Benefici prima casa: la vendita senza riacquisto li fa decadere
Il frazionamento, e la successiva alienazione a titolo oneroso, dell’immobile prima casa, fa decadere dalle agevolazioni fiscali godute al momento dell’acquisto originario, qualora il titolare non provveda all’acquisto di un secondo immobile con caratteristiche prima casa. La questione è abbastanza elementare, ma può complicarsi se, come nel caso di cui si è occupata recentemente una sentenza della Cassazione (la n. 1833 del 23 gennaio 2019), la questione riguarda un immobile prima casa acquistato coi benefici nel 2004 e successivamente frazionato in modo tale da ricavarne due unità distinte, le quali, poi, sono state a loro volta vendute a distanza di tempo (la prima nel 2005 la prima e la seconda 2007) senza che il titolare, come previsto appunto dalla normativa sui benefici prima casa, acquistasse un secondo immobile entro un anno dalla vendita del secondo immobile ricavato dal frazionamento.

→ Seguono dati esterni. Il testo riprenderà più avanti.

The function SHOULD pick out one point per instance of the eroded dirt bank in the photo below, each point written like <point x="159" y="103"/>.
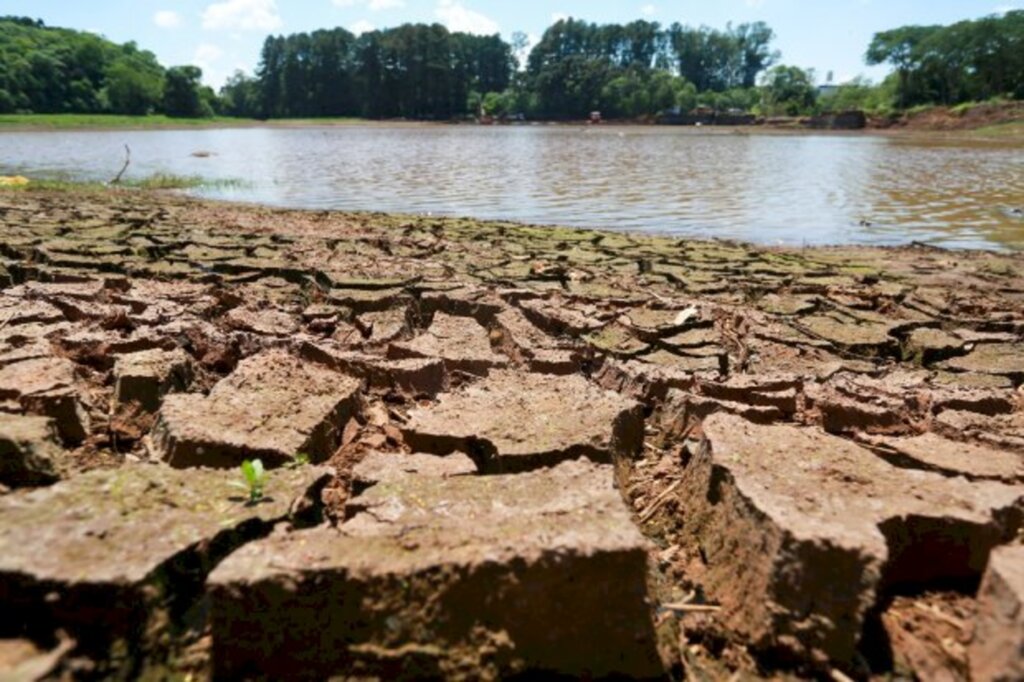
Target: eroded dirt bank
<point x="532" y="450"/>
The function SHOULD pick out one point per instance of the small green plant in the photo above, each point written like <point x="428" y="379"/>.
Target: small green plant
<point x="255" y="479"/>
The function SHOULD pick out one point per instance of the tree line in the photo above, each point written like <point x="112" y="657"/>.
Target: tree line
<point x="46" y="70"/>
<point x="636" y="70"/>
<point x="968" y="60"/>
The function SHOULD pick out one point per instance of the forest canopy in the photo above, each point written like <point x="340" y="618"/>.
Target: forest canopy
<point x="633" y="71"/>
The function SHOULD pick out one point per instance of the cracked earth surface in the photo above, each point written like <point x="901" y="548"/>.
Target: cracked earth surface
<point x="531" y="450"/>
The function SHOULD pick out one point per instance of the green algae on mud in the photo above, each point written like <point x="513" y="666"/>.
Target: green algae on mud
<point x="458" y="333"/>
<point x="156" y="181"/>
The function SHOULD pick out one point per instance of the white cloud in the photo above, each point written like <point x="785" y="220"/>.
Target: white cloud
<point x="209" y="57"/>
<point x="361" y="27"/>
<point x="243" y="15"/>
<point x="372" y="5"/>
<point x="166" y="18"/>
<point x="458" y="18"/>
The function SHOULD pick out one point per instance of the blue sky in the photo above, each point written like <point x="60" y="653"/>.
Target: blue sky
<point x="223" y="35"/>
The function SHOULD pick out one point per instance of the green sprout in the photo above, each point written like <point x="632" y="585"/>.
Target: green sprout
<point x="255" y="479"/>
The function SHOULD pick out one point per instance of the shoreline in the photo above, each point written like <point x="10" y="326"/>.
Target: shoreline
<point x="1004" y="131"/>
<point x="622" y="394"/>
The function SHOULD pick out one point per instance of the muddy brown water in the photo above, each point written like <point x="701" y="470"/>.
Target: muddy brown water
<point x="767" y="188"/>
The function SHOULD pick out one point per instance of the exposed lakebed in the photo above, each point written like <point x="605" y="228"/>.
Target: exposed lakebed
<point x="536" y="450"/>
<point x="768" y="188"/>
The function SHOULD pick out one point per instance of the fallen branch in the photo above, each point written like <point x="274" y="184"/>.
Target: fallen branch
<point x="117" y="178"/>
<point x="658" y="501"/>
<point x="684" y="607"/>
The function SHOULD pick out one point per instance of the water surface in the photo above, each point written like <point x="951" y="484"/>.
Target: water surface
<point x="768" y="188"/>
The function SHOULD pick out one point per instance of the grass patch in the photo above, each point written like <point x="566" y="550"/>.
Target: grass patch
<point x="72" y="121"/>
<point x="156" y="181"/>
<point x="114" y="122"/>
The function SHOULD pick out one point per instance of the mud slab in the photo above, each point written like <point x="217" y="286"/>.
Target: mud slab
<point x="818" y="527"/>
<point x="272" y="407"/>
<point x="446" y="577"/>
<point x="888" y="384"/>
<point x="30" y="454"/>
<point x="515" y="421"/>
<point x="103" y="554"/>
<point x="996" y="651"/>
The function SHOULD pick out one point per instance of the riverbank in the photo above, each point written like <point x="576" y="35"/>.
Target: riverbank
<point x="1005" y="120"/>
<point x="811" y="449"/>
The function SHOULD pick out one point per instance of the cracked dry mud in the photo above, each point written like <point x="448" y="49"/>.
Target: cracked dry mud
<point x="532" y="450"/>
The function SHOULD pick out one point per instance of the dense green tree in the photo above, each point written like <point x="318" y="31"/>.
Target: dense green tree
<point x="788" y="90"/>
<point x="241" y="96"/>
<point x="967" y="60"/>
<point x="182" y="92"/>
<point x="134" y="82"/>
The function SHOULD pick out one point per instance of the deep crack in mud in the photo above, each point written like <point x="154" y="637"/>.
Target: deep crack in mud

Nella sostanza, la citata sentenza della Cassazione non ha fatto altro che confermare la sentenza precedente della Ctr, che aveva ribaltato quella della Ctp. Il caso, come accennato, riguardava un contribuente che aveva goduto delle agevolazioni prima casa per un appartamento acquistato nel 2004. Lo stesso immobile era stato poi frazionato in due unità. Il titolare, vivendo in una delle due, aveva venduto l’altra nel 2005 e poi nel 2007 aveva venduto anche la seconda, senza però procedere, entro un anno dalla seconda vendita, all’acquisto di un altro immobile prima casa, e ciò l’aveva fatto decadere dalle agevolazioni. Di qui la cartella notificata dall’amministrazione che nel 2011 comminava al contribuente la maggiore imposta non versata, con annesse le sanzioni più gli interessi.
In linea generale la normativa stabilisce infatti che se entro cinque anni dall’acquisto dell’immobile prima casa, lo stesso immobile viene venduto senza che il titolare ne acquisti un altro entro dodici mesi dalla vendita, i benefici vengono annullati. Ora, nel caso specifico, gli immobili venduti sono in realtà due, ricavati appunto dal frazionamento di quello originario, ma il nodo della questione non è tanto la decadenza in sé dai benefici, quanto la tempistica dubbia della notifica di decadenza da parte dell’amministrazione, arrivata nel 2011. Si parta dal presupposto che l’amministrazione finanziaria può procedere con il recupero dell’imposta (quindi con la notifica dell’accertamento) entro il termine triennale decorrente dall’avvenuta violazione (in pratica il mancato riacquisto dopo l’anno di transizione).
Detto ciò, trattandosi nella fattispecie del caso “anomalo” di due unità immobiliari vendute entro l’arco del primo quinquennio, senza un nuovo riacquisto nei 12 mesi successivi alla vendita, il termine di decorrenza per il calcolo del triennio entro cui notificare l’accertamento non poteva essere altro se non lo scadere dei dodici mesi successivi alla vendita del secondo immobile, di cui il contribuente aveva comunque mantenuto la titolarità (vivendoci) anche dopo la vendita del primo dei due immobili nati dal frazionamento. Quindi in pratica, essendo stato venduto il secondo immobile nel 2007, e non essendone stato riacquistato un altro entro il 2008, ecco che la notifica dell’amministrazione, scattata nel 2011 (tre anni dopo il mancato riacquisto), è da ritenersi tempestiva. E questo, infatti, hanno confermato sia la sentenza di appello della Ctr, sia quella in terzo grado della Cassazione, dopo che in primo grado la Ctp aveva invece dato ragione al contribuente, dichiarando la notifica tardiva.